I've tried in vain, to point out to these bigots that in most cases, the violence used was not instigated, sanctioned nor supported by the vast majority of natives. After talking to such narrow-minded people, its easy to conclude that the same mentality still lingers which caused the British, in the 1700s, to include in the peace treaties made with our peoples this clause: "That if there happens any robbery or outrage committed by any of the Indians, the Tribes or Tribes they belong to shall cause satisfaction and restitution to be made to the parties injured." Holding an entire race of people hostage and responsible for the actions of one of its citizens is an action that only illogical minds could ever sanction.

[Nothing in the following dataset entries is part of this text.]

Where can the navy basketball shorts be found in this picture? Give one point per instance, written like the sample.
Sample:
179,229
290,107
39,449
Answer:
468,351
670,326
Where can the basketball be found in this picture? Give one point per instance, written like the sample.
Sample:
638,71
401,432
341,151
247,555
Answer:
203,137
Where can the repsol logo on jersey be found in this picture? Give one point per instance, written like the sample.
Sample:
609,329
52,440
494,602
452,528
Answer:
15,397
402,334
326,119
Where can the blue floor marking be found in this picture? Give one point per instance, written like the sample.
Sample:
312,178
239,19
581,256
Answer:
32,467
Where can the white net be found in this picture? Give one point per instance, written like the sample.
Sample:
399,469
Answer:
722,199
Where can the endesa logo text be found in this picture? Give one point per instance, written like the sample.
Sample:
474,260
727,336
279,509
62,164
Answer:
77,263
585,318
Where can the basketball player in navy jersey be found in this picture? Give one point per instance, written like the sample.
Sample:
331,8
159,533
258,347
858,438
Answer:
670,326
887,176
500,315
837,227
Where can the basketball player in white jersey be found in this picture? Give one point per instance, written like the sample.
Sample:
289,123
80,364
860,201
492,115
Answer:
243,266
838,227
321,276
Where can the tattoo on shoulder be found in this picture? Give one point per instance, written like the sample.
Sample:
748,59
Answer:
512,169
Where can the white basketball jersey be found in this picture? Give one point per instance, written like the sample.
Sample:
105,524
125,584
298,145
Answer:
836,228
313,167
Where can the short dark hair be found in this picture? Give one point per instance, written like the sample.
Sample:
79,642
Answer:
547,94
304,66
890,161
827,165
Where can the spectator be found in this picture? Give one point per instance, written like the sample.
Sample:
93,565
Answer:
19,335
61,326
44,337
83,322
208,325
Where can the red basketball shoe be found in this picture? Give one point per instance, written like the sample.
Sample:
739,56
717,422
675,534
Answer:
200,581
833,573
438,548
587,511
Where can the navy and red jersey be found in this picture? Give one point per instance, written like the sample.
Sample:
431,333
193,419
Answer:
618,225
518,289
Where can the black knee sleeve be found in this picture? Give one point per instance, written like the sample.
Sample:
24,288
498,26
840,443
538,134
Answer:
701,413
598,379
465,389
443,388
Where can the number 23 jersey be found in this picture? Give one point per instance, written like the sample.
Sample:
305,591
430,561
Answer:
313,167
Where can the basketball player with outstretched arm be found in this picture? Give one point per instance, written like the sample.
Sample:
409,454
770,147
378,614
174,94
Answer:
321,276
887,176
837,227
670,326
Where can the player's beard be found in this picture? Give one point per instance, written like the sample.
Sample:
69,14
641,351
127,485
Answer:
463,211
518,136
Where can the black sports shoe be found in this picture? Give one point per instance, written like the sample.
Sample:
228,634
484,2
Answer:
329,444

The urge to negatively stereotype is a rampant illness in the modern world and is evident in many diverse ways. For example, the Spryfield section of Halifax, because of the rowdiness of its distant past, has long been falsely labelled as a hot-bed of crime and violence. Accordingly, many consider it as an undesirable place to reside. But I can say from the experience of 25 years of mostly contented residency that it is just as safe, or more so, than other, classier sections of the city.

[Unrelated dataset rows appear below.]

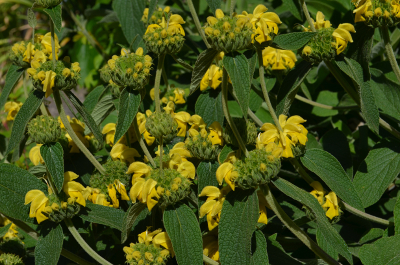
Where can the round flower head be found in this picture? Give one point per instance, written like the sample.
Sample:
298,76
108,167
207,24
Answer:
328,42
131,70
228,34
165,37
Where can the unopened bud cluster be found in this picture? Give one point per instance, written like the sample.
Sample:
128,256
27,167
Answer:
44,129
256,169
247,129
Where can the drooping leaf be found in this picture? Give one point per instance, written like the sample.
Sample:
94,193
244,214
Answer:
129,103
238,69
13,75
53,156
183,229
331,172
377,171
238,221
48,248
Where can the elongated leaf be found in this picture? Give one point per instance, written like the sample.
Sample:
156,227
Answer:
238,69
87,118
129,14
377,171
103,215
26,112
55,14
259,249
48,248
290,85
209,107
293,41
238,221
331,172
329,233
129,103
13,75
183,230
384,251
129,219
201,66
14,184
52,154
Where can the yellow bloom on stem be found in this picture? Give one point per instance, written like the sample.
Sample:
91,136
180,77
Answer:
212,78
12,108
39,201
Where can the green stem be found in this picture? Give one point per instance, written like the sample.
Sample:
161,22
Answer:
160,65
71,133
265,91
292,226
307,14
142,143
228,117
83,243
389,51
197,22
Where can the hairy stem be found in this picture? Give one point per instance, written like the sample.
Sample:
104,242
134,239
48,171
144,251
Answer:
389,51
228,117
197,22
292,226
83,243
73,135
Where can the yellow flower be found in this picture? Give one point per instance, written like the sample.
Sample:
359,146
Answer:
278,59
212,78
34,155
72,188
12,108
48,83
343,36
39,202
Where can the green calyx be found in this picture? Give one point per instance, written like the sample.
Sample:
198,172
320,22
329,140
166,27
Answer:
247,129
115,170
229,34
171,186
160,41
44,129
321,47
161,124
256,169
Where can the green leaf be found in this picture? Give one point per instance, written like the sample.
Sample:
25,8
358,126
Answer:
24,115
329,233
93,97
129,219
55,14
53,156
384,251
203,62
184,231
238,69
129,103
87,118
48,248
13,75
293,41
14,184
331,172
104,215
209,107
129,14
238,221
377,171
214,5
290,85
259,249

In time, perhaps, the world's diverse peoples can rid themselves of a tendency to negatively typecast as demonic or inferior - because of colour, religion, ethnic origin, financial status, and so on - whole races of people, neighbourhoods or individuals. If so, it will mark the end of human conflicts!

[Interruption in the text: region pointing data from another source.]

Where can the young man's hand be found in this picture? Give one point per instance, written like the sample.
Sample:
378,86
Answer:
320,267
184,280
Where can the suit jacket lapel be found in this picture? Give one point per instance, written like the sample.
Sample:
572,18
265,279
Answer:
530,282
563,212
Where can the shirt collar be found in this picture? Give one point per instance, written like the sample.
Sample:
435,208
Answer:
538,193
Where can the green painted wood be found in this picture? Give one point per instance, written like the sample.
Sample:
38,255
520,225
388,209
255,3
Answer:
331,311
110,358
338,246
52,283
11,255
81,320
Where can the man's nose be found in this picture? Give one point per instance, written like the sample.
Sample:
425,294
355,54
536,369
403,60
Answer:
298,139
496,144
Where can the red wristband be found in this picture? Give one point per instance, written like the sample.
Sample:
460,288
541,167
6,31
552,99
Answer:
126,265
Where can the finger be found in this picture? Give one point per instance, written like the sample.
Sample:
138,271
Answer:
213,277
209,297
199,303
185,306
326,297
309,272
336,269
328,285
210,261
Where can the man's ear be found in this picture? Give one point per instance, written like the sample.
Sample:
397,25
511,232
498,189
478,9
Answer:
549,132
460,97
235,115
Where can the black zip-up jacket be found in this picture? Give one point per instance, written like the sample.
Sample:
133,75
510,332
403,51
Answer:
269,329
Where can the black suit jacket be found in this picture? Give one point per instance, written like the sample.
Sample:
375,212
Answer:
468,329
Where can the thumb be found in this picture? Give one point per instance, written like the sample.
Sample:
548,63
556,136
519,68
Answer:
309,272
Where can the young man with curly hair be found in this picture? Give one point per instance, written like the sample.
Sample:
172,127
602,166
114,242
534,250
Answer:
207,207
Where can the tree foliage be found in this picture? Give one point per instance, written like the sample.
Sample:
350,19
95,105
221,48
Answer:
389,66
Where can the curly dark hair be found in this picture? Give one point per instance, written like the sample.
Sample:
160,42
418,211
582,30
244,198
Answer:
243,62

However, in the meantime, we can take a big step towards finding universal tolerance for the differences of others in our society by making a genuine effort to divest ourselves of the ignorance we hold about each other. In the process we will have to overcome a hateful and sinful human trait - believing without question the worst of another. In this regard, we often ignore what human decency and logic mandates: to inform and ask persons most affected by the nastiness to clarify the situation!
And sadly, in regards to believing the worst, most of us have seen that attempts to damage a person's reputation will often be initiated by a person's family, friends, or people who he/she has aided when society has falsely accused or abandoned them. Unfortunately, this tendency to believe the worst as truth is also applied to whole nations of people - as witnessed by the false and negative views about natives still held by many non-natives.
In direct conflict with these stereotypical, disparaging, lazy-Natives views, I offer the following as the root cause of our often contentious relations with current Canadian governments and as the main cause of our dependency for sustenance on federal handouts: For over three centuries, natives have not been permitted to exercise control over their destinies. Everything from the most menial of self-governing tasks has been taken over by White governments, and administered by them on our behalf. This condescending paternalism is directly related to past Canadian government views which, because our cultures differed from European, deemed us to be incapable of functioning as human beings.
Further, it should also be noted that the racist laws we were forced to live under for three centuries, which spawned the stagnating social programs we had shoved down our throats, were not designed by Canada to preserve ancient First Nation cultures; they were designed for just the opposite - to destroy! All this has left us under-educated, paralyzed and poverty stricken in a modern world. Yet we are now perceived by many as the architects of our misfortunes.
In the future, before jumping to unfounded conclusions, I would urge that this be kept in mind: The mounting legal problems faced by Canada in its relationships with First Nations were created by denying our Peoples basic human and civil rights, accompanied by Canada's failure to always administer our land and other affairs consistent with its trustee responsibilities.
For several decades to come, stemming from all this, First Nations People will need the generous assistance and understanding of non-native Canadians, in order to escape from the hole history has dug for them.
If you have questions about the Micmac or other First Nations, or about the building frustration among our young people with the federal claims settlement policy and their anger with being denied amid plenty, don't be satisfied with embracing the negative stereotypes that society has bequeathed you. With an open mind, call or write people such as myself and open a dialogue that will help you understand a problem that Canada has, by treating its Native people with contempt and disdain, created for itself!